Потом бывший Синюхаев надел мундир, не годный для носки, и постоял, опасаясь, как бы аудитор перчаток не взял. У него были длинные желтые перчатки, с угловатыми пальцами, форменные. Перчатки потерять — к бесчестью, слыхал он. В перчатках поручик, каков он ни был, все поручик. Поэтому, натянув перчатки, бывший Синюхаев повернулся и пошел прочь.
Всю ночь он пробродил по улицам С.-Петербурга, даже не пытаясь зайти никуда. Под утро он устал и сел наземь у какого-то дома. Он продремал несколько минут, затем внезапно вскочил и пошел, не глядя по сторонам.

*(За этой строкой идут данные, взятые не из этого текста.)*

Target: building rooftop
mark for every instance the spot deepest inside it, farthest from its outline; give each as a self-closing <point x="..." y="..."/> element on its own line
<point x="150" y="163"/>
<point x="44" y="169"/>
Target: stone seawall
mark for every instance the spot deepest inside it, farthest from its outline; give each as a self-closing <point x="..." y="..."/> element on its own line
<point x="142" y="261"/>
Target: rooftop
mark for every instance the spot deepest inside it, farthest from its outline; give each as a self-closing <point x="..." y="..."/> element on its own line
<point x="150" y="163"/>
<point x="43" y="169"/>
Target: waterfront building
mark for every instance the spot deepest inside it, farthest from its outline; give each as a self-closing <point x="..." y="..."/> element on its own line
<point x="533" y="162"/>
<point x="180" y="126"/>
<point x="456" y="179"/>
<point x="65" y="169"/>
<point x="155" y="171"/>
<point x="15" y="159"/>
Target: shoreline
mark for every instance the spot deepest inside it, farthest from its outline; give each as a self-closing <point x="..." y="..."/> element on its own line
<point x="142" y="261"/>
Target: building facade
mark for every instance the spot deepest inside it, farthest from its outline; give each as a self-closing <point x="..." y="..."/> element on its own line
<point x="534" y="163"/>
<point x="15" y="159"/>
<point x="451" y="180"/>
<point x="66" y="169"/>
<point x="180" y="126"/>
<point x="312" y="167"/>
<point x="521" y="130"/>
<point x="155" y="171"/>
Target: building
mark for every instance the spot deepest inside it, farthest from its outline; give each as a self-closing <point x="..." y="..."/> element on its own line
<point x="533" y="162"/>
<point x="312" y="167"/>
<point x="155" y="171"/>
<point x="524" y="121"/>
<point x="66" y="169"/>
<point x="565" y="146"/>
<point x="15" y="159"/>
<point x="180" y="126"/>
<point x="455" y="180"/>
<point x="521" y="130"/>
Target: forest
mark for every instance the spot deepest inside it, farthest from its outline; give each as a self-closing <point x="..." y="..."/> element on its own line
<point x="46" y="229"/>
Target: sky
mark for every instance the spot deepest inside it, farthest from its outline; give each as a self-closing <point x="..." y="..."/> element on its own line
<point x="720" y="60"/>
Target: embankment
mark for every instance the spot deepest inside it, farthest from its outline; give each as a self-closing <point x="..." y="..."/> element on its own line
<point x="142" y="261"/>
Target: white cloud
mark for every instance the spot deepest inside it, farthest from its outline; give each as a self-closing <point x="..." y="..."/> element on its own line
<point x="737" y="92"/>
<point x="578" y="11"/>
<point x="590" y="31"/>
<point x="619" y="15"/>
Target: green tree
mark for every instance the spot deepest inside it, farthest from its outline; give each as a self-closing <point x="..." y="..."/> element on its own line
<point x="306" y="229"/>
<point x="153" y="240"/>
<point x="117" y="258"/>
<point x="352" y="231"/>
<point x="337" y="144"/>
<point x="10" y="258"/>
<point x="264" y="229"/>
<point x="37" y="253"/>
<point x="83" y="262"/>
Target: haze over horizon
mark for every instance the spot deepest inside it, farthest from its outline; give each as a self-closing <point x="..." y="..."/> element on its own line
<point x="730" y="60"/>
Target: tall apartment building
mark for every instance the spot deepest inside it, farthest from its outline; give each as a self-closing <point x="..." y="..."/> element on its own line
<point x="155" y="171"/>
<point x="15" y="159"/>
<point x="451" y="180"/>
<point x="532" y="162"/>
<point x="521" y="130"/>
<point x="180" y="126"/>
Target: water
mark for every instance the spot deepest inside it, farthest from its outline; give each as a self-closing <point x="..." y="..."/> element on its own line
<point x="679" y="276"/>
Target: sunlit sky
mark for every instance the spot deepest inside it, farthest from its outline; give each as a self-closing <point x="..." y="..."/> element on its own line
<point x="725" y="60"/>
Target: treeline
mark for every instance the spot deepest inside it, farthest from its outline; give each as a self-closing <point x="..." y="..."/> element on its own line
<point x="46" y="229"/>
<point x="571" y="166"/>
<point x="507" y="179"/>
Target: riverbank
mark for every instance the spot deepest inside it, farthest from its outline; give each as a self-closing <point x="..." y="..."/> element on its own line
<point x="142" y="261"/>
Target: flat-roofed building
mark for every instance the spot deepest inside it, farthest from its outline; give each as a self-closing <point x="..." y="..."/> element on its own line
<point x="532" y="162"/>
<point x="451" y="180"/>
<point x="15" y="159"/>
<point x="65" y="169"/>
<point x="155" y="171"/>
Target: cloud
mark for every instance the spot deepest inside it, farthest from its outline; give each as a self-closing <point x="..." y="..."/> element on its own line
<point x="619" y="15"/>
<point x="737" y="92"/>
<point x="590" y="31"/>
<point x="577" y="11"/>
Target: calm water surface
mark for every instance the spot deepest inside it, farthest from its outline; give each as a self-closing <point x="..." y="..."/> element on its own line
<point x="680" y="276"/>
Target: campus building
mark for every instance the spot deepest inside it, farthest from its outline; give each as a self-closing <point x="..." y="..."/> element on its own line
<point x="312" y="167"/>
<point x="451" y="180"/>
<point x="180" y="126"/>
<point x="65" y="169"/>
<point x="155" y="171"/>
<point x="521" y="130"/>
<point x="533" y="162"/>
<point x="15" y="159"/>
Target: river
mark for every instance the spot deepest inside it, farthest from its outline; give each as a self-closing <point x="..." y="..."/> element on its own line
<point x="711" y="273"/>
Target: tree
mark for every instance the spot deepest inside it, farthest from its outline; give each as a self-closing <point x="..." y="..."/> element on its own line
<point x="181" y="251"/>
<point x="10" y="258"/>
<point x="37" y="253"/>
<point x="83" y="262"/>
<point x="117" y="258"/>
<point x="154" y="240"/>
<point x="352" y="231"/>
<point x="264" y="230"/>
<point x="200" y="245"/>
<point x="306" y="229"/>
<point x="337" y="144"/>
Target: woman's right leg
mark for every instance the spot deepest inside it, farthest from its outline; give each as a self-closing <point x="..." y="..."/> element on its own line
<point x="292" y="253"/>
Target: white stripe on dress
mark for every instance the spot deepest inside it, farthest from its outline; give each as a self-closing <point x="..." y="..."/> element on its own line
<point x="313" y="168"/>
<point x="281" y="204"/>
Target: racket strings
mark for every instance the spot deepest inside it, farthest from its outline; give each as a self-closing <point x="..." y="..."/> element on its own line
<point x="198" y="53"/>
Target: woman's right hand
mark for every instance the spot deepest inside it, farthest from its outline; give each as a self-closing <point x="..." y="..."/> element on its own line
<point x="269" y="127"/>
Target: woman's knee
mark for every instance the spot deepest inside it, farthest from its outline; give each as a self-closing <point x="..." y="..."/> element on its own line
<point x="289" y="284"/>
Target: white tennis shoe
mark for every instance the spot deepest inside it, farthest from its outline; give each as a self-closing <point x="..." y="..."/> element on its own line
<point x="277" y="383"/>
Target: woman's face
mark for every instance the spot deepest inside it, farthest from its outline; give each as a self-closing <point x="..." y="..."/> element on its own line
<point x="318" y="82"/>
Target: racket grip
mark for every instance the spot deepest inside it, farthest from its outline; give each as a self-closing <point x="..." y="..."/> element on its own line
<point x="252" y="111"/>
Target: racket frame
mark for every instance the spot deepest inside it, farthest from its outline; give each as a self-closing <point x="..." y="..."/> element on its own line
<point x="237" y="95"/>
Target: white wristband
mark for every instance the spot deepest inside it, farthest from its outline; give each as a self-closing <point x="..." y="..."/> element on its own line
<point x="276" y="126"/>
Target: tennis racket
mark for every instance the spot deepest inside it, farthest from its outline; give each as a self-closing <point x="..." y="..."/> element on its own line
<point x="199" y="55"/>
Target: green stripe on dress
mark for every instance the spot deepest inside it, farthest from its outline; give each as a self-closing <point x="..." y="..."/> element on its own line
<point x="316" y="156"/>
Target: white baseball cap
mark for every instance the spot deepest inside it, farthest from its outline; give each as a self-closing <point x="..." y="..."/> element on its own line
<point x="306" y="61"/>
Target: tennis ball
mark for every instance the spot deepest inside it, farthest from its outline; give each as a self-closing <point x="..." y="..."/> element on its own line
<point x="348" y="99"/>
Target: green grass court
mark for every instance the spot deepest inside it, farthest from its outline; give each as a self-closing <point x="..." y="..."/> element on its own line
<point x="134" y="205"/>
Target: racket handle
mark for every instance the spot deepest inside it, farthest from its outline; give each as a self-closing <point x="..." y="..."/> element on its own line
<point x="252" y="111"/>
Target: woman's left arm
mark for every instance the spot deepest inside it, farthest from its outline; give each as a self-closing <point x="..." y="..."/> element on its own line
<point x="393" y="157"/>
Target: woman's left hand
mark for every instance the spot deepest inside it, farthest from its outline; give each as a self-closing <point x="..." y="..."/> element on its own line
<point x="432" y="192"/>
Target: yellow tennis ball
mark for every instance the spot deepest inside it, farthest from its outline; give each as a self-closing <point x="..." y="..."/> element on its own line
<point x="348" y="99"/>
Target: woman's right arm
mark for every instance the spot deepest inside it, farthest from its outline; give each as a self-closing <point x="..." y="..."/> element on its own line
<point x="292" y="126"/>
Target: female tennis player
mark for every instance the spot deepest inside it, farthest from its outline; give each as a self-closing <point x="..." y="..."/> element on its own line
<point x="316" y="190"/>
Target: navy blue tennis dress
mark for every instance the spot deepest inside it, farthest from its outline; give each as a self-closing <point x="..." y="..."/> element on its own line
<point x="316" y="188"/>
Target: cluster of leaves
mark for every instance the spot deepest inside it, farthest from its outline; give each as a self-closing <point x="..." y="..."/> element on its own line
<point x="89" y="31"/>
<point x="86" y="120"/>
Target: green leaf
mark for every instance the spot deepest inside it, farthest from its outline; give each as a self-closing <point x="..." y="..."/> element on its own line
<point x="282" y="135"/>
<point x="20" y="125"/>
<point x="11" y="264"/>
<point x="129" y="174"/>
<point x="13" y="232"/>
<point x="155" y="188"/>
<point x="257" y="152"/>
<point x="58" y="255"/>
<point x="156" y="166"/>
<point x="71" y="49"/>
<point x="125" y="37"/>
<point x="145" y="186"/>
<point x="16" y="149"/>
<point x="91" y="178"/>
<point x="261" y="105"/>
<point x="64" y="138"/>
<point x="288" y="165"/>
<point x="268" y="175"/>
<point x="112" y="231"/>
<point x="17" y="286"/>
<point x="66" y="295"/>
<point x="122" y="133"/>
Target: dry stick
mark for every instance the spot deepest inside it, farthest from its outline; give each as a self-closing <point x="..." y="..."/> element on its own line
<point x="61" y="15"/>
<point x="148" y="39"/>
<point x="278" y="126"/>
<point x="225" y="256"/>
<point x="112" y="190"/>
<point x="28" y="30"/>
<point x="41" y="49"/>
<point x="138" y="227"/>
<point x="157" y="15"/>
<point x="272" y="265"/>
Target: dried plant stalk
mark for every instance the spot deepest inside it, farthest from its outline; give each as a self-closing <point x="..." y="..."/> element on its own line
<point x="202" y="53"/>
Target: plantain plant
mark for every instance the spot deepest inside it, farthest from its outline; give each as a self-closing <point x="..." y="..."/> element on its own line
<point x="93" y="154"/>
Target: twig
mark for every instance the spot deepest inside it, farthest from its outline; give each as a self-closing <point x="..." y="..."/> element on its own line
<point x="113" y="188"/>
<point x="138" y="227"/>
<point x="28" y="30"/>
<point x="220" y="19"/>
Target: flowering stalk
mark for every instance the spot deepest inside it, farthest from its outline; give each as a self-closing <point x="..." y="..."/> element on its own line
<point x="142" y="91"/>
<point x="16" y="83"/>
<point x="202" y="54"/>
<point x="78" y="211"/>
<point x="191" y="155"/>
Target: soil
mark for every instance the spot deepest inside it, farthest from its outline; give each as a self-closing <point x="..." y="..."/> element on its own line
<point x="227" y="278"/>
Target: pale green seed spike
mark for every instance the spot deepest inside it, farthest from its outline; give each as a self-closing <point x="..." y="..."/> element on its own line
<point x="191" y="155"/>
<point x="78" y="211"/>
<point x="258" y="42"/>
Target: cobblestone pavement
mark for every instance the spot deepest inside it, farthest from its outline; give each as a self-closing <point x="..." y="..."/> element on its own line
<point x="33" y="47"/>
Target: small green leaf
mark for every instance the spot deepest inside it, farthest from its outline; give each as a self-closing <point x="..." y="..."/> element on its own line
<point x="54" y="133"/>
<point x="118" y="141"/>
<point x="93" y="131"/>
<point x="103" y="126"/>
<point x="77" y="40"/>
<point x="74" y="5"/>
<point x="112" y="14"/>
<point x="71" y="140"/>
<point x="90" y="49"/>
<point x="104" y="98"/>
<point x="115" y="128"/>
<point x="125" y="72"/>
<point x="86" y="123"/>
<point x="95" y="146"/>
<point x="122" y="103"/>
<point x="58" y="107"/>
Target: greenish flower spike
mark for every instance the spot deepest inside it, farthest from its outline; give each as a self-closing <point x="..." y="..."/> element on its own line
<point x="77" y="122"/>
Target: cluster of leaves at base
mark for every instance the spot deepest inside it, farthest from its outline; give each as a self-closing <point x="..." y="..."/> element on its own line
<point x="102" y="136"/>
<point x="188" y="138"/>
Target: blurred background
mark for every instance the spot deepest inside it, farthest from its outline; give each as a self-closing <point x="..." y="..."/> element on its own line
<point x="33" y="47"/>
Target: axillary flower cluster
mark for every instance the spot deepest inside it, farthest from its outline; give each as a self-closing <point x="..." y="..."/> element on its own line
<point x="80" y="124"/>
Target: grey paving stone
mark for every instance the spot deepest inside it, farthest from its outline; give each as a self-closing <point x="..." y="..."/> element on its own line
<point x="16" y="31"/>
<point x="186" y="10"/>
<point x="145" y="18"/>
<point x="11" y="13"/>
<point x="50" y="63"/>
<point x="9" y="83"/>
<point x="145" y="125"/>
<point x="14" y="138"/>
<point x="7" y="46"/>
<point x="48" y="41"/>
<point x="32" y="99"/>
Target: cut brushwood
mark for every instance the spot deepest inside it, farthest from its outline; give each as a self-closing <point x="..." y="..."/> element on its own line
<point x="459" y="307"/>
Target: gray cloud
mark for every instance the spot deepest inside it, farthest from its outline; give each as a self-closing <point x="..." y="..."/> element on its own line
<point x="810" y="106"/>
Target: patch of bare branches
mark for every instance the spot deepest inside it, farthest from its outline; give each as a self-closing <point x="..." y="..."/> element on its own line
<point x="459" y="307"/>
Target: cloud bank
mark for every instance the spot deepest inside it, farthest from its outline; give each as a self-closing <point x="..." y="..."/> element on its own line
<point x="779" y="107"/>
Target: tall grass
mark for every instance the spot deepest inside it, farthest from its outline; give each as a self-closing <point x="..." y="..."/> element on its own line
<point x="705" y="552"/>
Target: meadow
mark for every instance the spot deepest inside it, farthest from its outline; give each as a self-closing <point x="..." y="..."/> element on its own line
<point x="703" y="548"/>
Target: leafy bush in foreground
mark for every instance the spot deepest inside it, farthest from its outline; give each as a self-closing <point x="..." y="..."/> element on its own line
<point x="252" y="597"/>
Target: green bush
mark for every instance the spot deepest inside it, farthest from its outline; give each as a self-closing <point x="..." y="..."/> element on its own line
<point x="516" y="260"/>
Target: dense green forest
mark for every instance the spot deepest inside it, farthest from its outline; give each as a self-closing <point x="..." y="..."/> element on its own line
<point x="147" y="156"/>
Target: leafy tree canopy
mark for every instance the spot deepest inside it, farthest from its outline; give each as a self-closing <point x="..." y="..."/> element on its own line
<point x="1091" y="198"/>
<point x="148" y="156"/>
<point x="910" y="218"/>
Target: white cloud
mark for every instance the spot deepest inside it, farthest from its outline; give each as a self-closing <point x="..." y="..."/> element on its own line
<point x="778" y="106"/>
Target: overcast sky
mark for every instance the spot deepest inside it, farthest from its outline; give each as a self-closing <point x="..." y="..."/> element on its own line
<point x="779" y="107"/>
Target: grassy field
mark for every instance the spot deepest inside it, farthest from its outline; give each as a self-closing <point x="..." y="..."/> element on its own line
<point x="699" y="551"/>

Вскоре он вышел за черту города. Сонный торшрейбер [29] у шлагбаума рассеянно записал его фамилию.
Больше он не возвратился в казармы.
Адъютант был хитер и не сказал никому о подпоручике Киже и своей удаче.
У него, как и у всякого, были враги. Поэтому он сказал только кой-кому, что человек, кричавший «караул», найден.
Но это произвело странное действие на женской половине дворца.
Ко дворцу с его верхними колоннами, тонкими, как пальцы, ударяющие в клавесин, построенному Камероном, были пристроены с фаса два крыла, округленные, как кошачьи лапы, когда кошка играет с мышонком. В одном крыле девствовала фрейлина Нелидова со штатом.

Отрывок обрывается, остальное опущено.